Porsche hat sich unverantwortlich verhalten und das Unternehmen verzockt. Keine Bank hätte Porsche einen Kredit gegeben, wo nicht klar ist, ob in den nächsten Jahren auf dem Automarkt überhaupt wieder ein Aufschwung erfolgt. Doch die Porsche-Mitarbeiter schieben die Schuld einfach zu VW, das ist bequem und einfach. Der Betriebrat glaubt den Aussagen des Vorstands und macht Stimmung gegen VW und Wulff. Vielleicht auch ein Selbstschutz, denn er hätte vielleicht schon eher nachfragen müssen, wie die VW-Übernahme geplant war.

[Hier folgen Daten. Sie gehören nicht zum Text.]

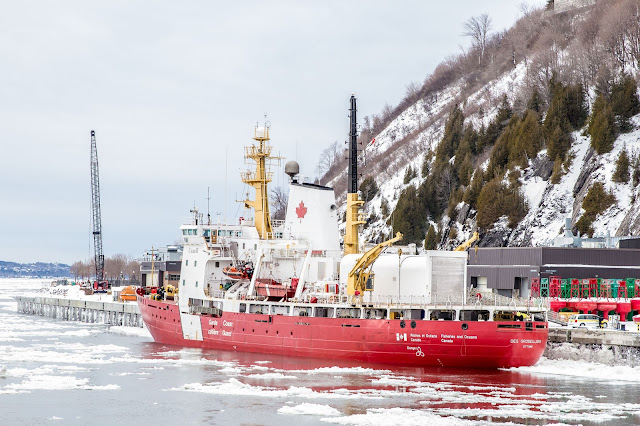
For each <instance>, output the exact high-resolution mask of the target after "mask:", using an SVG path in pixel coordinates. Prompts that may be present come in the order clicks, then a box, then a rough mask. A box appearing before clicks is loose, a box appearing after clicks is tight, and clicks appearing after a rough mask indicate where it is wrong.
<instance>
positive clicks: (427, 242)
mask: <svg viewBox="0 0 640 426" xmlns="http://www.w3.org/2000/svg"><path fill="white" fill-rule="evenodd" d="M437 246H438V240H437V239H436V231H435V230H434V229H433V225H429V230H428V231H427V236H426V237H425V239H424V248H425V250H435V249H436V247H437Z"/></svg>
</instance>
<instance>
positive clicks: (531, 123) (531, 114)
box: [509, 110, 544, 167]
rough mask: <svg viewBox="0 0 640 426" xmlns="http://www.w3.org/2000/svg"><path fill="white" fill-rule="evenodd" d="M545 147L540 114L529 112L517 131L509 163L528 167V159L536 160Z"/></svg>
mask: <svg viewBox="0 0 640 426" xmlns="http://www.w3.org/2000/svg"><path fill="white" fill-rule="evenodd" d="M543 146H544V136H543V134H542V127H541V126H540V122H539V117H538V114H537V113H536V112H535V111H533V110H527V111H526V112H525V114H524V118H523V120H522V121H521V122H520V123H519V125H518V127H517V128H516V129H515V137H514V138H513V139H512V146H511V147H510V149H509V163H511V164H518V165H520V166H521V167H527V166H528V159H530V158H535V157H536V156H537V155H538V152H540V150H541V149H542V147H543Z"/></svg>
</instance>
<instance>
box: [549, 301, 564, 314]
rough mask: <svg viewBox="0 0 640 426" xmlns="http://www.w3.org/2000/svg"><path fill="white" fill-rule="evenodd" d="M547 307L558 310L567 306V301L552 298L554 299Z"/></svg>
mask: <svg viewBox="0 0 640 426" xmlns="http://www.w3.org/2000/svg"><path fill="white" fill-rule="evenodd" d="M549 307H550V308H551V310H552V311H554V312H559V311H560V309H562V308H566V307H567V301H566V300H559V299H554V300H552V301H550V302H549Z"/></svg>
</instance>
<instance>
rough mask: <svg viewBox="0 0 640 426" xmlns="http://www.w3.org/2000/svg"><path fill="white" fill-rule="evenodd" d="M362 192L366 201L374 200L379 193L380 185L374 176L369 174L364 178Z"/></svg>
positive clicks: (363, 198) (370, 200)
mask: <svg viewBox="0 0 640 426" xmlns="http://www.w3.org/2000/svg"><path fill="white" fill-rule="evenodd" d="M360 192H361V193H362V198H363V200H364V201H365V202H369V201H371V200H373V198H374V197H375V196H376V194H378V185H377V184H376V181H375V180H374V179H373V177H372V176H367V177H366V178H364V179H363V180H362V183H361V184H360Z"/></svg>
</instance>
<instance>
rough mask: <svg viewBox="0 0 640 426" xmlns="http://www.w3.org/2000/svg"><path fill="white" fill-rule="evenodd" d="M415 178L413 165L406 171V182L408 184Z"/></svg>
mask: <svg viewBox="0 0 640 426" xmlns="http://www.w3.org/2000/svg"><path fill="white" fill-rule="evenodd" d="M411 179H413V169H412V168H411V166H409V167H407V170H406V171H405V172H404V181H403V182H404V184H405V185H406V184H408V183H409V182H411Z"/></svg>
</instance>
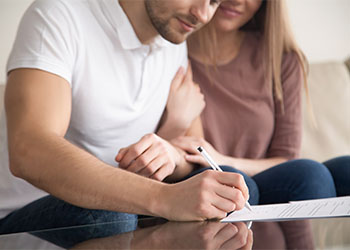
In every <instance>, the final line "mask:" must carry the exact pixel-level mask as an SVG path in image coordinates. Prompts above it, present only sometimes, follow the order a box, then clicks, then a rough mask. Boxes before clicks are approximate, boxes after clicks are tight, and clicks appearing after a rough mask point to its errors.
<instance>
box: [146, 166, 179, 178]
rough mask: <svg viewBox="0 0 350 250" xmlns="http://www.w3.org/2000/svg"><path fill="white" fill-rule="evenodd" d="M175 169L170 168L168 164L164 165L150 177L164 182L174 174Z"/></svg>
mask: <svg viewBox="0 0 350 250" xmlns="http://www.w3.org/2000/svg"><path fill="white" fill-rule="evenodd" d="M173 170H174V168H172V167H168V164H164V165H163V166H161V167H160V168H158V170H157V171H156V172H155V173H154V174H152V175H151V176H150V178H151V179H154V180H157V181H162V180H164V179H165V178H166V177H167V176H169V175H171V174H172V173H173Z"/></svg>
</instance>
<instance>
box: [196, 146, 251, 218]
mask: <svg viewBox="0 0 350 250" xmlns="http://www.w3.org/2000/svg"><path fill="white" fill-rule="evenodd" d="M197 150H198V152H199V153H201V155H202V156H203V157H204V159H205V160H206V161H207V162H208V163H209V165H210V167H211V168H212V169H214V170H217V171H220V172H222V169H221V168H220V167H219V165H218V164H216V162H215V161H214V160H213V158H211V157H210V155H209V154H208V153H207V151H205V149H204V148H203V147H198V148H197ZM244 206H245V207H246V208H247V209H248V210H249V211H252V208H251V207H250V204H249V202H248V201H246V203H245V205H244Z"/></svg>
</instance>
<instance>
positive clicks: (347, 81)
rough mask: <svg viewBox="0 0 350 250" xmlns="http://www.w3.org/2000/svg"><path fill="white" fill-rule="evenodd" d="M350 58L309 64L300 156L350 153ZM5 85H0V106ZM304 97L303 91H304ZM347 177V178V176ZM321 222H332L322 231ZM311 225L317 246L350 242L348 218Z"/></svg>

Die Optionsgeschäfte jedenfalls, müssen der Börsenaufsicht jede Menge an Arbeit bereitet haben, wenn sie erst nach fast einem Jahr gegen Wiedeking ein Ermittlungsverfahren einleitet. Wir werden also noch lange von dem Porsche-Größenwahn hören und am Ende wird auch den Mitarbeitern deutlich werden, dass sie auf der Betriebsversammlung den falschen zugejubelt haben und lieber Eier und Tomaten in die hand genommen hätten.